Created 03-12-2016 09:19 AM
Hi,
Can anyone explain What is Sort Merge Bucket (SMB) Join in Hive? When it is used?
Created 03-12-2016 10:04 AM
I got below answer:
In SMB join in Hive, each mapper reads a bucket from the first table and the corresponding bucket from the second table and then a merge sort join is performed. Sort Merge Bucket (SMB) join in hive is mainly used as there is no limit on file or partition or table join. SMB join can best be used when the tables are large. In SMB join the columns are bucketed and sorted using the join columns. All tables should have the same number of buckets in SMB join.
Created 03-12-2016 09:45 AM
please refer to Hive wiki https://cwiki.apache.org/confluence/display/Hive/LanguageManual+JoinOptimization
Created 03-12-2016 10:01 AM
@Artem Ervits, thanks for reply and link.
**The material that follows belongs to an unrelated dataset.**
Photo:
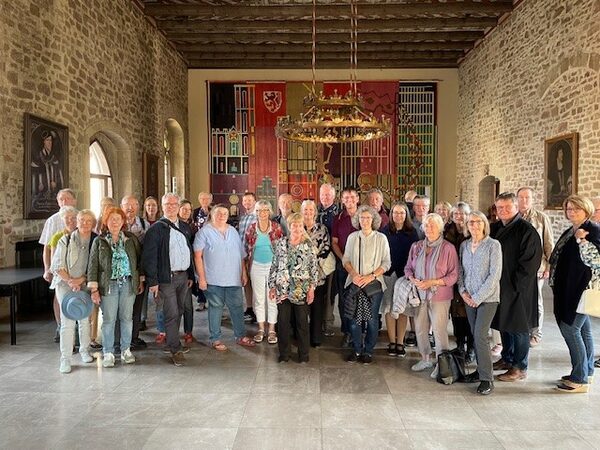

Created 06-09-2017 03:11 PM
Does these configuration mentioned in this page work on TEZ engine .I could see SMB working only on MR
Created 03-12-2016 10:04 AM
I got below answer:
In SMB join in Hive, each mapper reads a bucket from the first table and the corresponding bucket from the second table and then a merge sort join is performed. Sort Merge Bucket (SMB) join in hive is mainly used as there is no limit on file or partition or table join. SMB join can best be used when the tables are large. In SMB join the columns are bucketed and sorted using the join columns. All tables should have the same number of buckets in SMB join.
Created 09-19-2016 05:00 AM
What is the purpose of merging the tables used in joins ?? can you please explain??